To this realization has come the idea of 'Transendance'.  It's becoming so clear to me that in order to fully live, we must trancend our own small worlds.  We need to begin to both recognize and value the connectedness we have to others.  To explore the impact our lives have, and the ability we possess, to influence the world that surrounds us (AIDS in Africa, Persecution of the Church in Aisa, Incredible poverty in our own cities and abroad.)  We need to embrace the importance that family plays in our lives.  The fact that we come from a heritage and will leave a legacy for future generations, coupled with the incredible impact our families (Grand parents, parents, wives, children, and siblings) have on our day to day lives, should bring hope, joy, love, and a belief that life is about more than we may realize otherwise.

Ultimately, I'm beginning to appreciate the importance of realities that trancend our own little worlds.  Our love for others, interaction with the poor,  the comrodery of a sports team, or the interaction of husband and wife, are all but a few examples of trancendance.  We are not alone, and our lives are not as 'individual' as we have come to believe.  What we do, who we are, how we live impacts and is impacted by the world around us.  Tancendance allows us to look beyond our selves, and to find purpose, excitment, and hope.
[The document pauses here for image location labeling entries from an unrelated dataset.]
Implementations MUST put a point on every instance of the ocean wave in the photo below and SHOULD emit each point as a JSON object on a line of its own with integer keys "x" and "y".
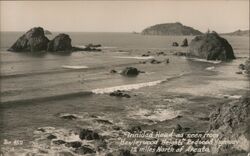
{"x": 74, "y": 67}
{"x": 129, "y": 87}
{"x": 210, "y": 68}
{"x": 136, "y": 57}
{"x": 155, "y": 115}
{"x": 203, "y": 60}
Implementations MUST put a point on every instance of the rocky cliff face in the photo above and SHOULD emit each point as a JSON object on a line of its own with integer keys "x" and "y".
{"x": 211, "y": 46}
{"x": 33, "y": 40}
{"x": 175, "y": 29}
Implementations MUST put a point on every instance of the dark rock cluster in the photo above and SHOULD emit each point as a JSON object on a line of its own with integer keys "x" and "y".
{"x": 119, "y": 93}
{"x": 211, "y": 46}
{"x": 130, "y": 71}
{"x": 35, "y": 40}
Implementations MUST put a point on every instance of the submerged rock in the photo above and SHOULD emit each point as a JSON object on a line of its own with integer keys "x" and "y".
{"x": 86, "y": 134}
{"x": 32, "y": 41}
{"x": 69, "y": 117}
{"x": 184, "y": 43}
{"x": 180, "y": 54}
{"x": 74, "y": 144}
{"x": 154, "y": 61}
{"x": 175, "y": 44}
{"x": 59, "y": 142}
{"x": 84, "y": 150}
{"x": 130, "y": 71}
{"x": 119, "y": 93}
{"x": 61, "y": 43}
{"x": 102, "y": 121}
{"x": 211, "y": 46}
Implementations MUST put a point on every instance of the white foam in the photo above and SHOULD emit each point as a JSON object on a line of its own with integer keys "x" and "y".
{"x": 136, "y": 57}
{"x": 74, "y": 67}
{"x": 210, "y": 68}
{"x": 126, "y": 87}
{"x": 230, "y": 96}
{"x": 155, "y": 115}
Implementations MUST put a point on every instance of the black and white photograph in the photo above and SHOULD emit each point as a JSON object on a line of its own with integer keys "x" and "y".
{"x": 124, "y": 78}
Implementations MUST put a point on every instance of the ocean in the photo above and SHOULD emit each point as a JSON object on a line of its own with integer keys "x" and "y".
{"x": 38, "y": 89}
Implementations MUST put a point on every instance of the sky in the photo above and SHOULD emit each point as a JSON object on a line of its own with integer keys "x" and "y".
{"x": 123, "y": 16}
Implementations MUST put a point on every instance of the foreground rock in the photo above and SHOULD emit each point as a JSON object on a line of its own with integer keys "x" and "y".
{"x": 184, "y": 43}
{"x": 232, "y": 122}
{"x": 130, "y": 71}
{"x": 61, "y": 42}
{"x": 33, "y": 40}
{"x": 211, "y": 47}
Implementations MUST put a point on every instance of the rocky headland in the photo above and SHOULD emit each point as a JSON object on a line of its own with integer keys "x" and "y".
{"x": 175, "y": 29}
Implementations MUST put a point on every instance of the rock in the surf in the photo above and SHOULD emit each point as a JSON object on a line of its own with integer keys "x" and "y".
{"x": 211, "y": 46}
{"x": 61, "y": 43}
{"x": 130, "y": 71}
{"x": 232, "y": 121}
{"x": 247, "y": 66}
{"x": 175, "y": 44}
{"x": 184, "y": 43}
{"x": 86, "y": 134}
{"x": 119, "y": 93}
{"x": 32, "y": 41}
{"x": 73, "y": 144}
{"x": 180, "y": 54}
{"x": 84, "y": 150}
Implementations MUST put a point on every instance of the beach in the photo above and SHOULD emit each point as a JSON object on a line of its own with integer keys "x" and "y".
{"x": 39, "y": 90}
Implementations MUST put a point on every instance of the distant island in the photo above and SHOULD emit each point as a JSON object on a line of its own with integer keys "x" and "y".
{"x": 238, "y": 33}
{"x": 175, "y": 29}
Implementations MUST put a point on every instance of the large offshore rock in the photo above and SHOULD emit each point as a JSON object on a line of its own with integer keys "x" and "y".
{"x": 60, "y": 43}
{"x": 33, "y": 40}
{"x": 211, "y": 46}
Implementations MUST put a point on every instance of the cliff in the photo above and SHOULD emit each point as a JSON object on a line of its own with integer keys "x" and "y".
{"x": 175, "y": 29}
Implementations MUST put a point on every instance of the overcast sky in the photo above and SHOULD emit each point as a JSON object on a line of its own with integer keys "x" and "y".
{"x": 123, "y": 16}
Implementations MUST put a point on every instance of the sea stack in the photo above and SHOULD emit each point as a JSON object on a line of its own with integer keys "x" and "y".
{"x": 33, "y": 40}
{"x": 211, "y": 46}
{"x": 61, "y": 42}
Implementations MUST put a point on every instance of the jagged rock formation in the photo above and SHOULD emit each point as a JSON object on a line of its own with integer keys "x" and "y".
{"x": 175, "y": 29}
{"x": 33, "y": 40}
{"x": 61, "y": 42}
{"x": 211, "y": 46}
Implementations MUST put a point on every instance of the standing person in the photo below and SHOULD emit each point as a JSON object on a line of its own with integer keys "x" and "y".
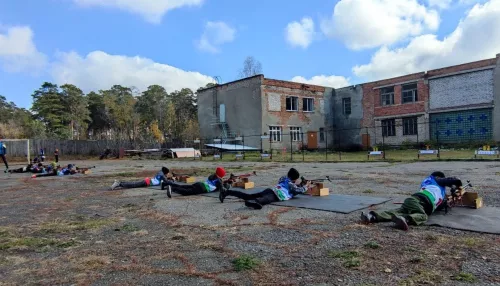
{"x": 155, "y": 181}
{"x": 3, "y": 152}
{"x": 283, "y": 191}
{"x": 212, "y": 184}
{"x": 56, "y": 155}
{"x": 42, "y": 154}
{"x": 416, "y": 209}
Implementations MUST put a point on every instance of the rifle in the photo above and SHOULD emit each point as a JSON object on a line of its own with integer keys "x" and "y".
{"x": 304, "y": 181}
{"x": 233, "y": 178}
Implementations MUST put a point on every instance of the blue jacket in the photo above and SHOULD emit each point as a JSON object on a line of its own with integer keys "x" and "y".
{"x": 3, "y": 148}
{"x": 286, "y": 190}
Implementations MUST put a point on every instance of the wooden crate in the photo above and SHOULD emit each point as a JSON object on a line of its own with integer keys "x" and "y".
{"x": 244, "y": 184}
{"x": 319, "y": 190}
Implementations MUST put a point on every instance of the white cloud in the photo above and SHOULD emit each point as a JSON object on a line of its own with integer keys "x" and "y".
{"x": 364, "y": 24}
{"x": 476, "y": 37}
{"x": 215, "y": 35}
{"x": 99, "y": 70}
{"x": 300, "y": 34}
{"x": 152, "y": 10}
{"x": 18, "y": 52}
{"x": 324, "y": 80}
{"x": 442, "y": 4}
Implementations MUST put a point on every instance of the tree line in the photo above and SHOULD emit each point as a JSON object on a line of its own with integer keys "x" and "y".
{"x": 66, "y": 112}
{"x": 124, "y": 113}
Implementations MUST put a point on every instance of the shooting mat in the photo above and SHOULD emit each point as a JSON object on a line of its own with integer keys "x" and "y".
{"x": 485, "y": 219}
{"x": 333, "y": 203}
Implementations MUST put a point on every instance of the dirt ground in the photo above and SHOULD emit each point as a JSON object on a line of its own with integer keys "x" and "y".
{"x": 74, "y": 231}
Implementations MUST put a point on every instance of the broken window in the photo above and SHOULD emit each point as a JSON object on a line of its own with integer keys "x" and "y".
{"x": 346, "y": 106}
{"x": 292, "y": 103}
{"x": 389, "y": 127}
{"x": 308, "y": 104}
{"x": 409, "y": 93}
{"x": 387, "y": 96}
{"x": 275, "y": 133}
{"x": 296, "y": 133}
{"x": 410, "y": 126}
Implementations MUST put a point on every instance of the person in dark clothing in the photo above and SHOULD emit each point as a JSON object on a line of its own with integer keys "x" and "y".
{"x": 26, "y": 169}
{"x": 212, "y": 184}
{"x": 3, "y": 152}
{"x": 416, "y": 209}
{"x": 284, "y": 190}
{"x": 157, "y": 180}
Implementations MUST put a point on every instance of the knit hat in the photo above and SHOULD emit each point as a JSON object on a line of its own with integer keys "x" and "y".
{"x": 293, "y": 174}
{"x": 220, "y": 172}
{"x": 438, "y": 174}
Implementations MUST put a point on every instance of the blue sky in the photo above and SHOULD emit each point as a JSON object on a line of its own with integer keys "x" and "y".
{"x": 95, "y": 45}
The greatest opportunity for transendance lies in our ability to see our lives in relationship with God.  We are created for, loved by, and called to a life that is fully weaved together with the heart of God.  Jesus has made it possible to walk in relationship with our creator, and that is where life finds real meaning, direction, and hope.  As Christ is allowed to live in us, our lives become about more than our own situation, our failures, our victories, our feelings, etc.  Ironicaly, it is as we allow life to reach beyond the reality of 'self', that we find our true identity.  Community… relationship… the interaction of love both with God and with others allows us to see better who we were created to be.
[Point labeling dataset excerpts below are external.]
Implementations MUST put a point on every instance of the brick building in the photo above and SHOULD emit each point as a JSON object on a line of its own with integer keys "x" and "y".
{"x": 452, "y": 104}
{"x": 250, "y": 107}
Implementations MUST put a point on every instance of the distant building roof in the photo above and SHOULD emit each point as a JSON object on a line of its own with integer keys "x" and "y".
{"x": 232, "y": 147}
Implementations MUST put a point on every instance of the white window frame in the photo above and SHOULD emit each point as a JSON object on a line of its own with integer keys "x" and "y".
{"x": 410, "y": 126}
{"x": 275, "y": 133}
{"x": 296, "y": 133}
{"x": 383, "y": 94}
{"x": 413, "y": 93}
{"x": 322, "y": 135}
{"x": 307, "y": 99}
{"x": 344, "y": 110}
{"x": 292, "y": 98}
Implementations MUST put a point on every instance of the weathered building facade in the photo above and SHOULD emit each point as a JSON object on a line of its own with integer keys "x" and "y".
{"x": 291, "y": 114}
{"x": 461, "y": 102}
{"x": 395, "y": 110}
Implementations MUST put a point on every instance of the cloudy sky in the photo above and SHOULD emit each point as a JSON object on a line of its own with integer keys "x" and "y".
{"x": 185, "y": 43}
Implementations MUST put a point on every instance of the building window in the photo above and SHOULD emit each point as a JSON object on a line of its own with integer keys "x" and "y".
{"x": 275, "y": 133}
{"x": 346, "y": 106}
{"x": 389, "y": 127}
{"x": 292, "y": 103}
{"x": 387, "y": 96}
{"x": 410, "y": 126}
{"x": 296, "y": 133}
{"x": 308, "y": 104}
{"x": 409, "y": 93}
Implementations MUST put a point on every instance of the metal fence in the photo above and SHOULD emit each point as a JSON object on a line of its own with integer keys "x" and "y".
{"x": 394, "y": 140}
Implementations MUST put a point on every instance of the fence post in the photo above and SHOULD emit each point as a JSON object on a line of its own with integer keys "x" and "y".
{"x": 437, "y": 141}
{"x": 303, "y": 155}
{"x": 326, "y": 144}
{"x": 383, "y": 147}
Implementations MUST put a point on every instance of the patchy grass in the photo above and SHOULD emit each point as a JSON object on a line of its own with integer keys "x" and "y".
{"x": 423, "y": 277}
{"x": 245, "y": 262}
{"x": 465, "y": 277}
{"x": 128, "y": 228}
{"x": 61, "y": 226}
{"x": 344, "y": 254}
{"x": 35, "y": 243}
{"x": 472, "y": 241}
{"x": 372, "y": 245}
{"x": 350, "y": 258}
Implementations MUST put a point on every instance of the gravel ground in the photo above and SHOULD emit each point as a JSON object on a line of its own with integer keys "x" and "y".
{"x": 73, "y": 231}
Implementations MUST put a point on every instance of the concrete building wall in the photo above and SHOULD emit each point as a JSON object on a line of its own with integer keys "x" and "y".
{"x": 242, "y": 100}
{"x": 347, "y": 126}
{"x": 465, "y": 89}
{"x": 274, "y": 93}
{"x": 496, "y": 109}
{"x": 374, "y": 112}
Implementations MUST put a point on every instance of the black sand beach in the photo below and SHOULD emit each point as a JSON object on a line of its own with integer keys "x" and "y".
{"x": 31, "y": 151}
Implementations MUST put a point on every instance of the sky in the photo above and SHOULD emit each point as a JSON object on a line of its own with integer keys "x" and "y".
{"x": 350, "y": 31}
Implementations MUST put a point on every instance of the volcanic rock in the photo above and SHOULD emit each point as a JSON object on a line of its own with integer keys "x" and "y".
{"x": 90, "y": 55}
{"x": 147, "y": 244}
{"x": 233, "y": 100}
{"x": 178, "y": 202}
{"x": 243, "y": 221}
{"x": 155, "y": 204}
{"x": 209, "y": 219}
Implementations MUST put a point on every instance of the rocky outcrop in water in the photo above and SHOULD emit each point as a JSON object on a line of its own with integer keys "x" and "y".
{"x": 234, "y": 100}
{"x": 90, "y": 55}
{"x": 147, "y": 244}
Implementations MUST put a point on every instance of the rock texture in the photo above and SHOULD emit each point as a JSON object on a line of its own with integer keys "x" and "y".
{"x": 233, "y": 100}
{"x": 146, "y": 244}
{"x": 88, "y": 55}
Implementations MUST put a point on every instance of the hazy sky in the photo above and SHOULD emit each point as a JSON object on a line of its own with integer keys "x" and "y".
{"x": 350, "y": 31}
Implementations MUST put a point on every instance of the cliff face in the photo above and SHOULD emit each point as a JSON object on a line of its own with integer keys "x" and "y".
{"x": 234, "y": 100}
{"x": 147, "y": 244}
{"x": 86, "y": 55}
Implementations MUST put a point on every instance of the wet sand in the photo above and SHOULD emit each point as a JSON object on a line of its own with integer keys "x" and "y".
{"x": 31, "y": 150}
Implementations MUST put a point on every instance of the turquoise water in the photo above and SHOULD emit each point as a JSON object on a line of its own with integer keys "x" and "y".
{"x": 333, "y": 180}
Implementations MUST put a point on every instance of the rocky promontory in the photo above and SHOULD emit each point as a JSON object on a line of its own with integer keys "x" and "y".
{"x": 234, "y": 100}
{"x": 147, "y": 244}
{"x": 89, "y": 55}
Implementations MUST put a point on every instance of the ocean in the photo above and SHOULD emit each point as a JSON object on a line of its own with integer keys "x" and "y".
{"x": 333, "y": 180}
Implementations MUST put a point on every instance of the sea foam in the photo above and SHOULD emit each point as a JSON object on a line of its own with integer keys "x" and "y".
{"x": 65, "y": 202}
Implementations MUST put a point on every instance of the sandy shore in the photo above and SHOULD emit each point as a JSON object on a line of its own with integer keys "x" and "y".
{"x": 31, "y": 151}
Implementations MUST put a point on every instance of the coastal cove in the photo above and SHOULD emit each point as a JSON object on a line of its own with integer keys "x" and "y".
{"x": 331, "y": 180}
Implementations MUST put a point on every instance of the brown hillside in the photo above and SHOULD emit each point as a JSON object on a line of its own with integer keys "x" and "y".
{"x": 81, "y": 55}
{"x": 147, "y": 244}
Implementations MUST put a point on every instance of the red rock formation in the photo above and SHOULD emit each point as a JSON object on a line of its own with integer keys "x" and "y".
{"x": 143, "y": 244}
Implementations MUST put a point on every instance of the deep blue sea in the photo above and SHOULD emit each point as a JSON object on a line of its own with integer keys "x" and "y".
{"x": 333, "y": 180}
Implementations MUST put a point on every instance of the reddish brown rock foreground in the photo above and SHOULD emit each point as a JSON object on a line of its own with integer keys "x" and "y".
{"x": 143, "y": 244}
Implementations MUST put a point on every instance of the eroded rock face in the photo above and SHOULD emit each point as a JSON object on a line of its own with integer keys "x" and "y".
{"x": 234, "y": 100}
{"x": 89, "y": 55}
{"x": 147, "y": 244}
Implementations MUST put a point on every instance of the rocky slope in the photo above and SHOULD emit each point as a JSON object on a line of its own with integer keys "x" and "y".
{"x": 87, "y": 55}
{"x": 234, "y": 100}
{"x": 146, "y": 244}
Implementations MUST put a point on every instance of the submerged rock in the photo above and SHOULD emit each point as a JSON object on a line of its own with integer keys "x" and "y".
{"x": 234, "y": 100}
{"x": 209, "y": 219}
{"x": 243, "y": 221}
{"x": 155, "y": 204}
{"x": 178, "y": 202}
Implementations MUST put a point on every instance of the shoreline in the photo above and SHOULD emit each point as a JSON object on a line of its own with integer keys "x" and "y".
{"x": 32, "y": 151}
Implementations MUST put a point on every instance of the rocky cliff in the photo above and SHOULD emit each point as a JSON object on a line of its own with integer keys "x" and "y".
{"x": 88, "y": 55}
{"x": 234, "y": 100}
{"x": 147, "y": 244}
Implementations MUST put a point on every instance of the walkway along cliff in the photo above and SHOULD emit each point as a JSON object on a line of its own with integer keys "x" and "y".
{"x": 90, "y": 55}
I pray that god opens our eyes to see.  I pray that in our times of intimacy and self evaluation (which are incredibly valid and necessary) we are able to see that we are not alone.  I pray that as we connect with others (friends, family, the poor, co-workers, neighbours, and beyond) we will come to know 'life to the full'.  Most of all I pray that we will be raised up to know Christ's heart, and a personal relationship with the one who loves us more than we could ever know.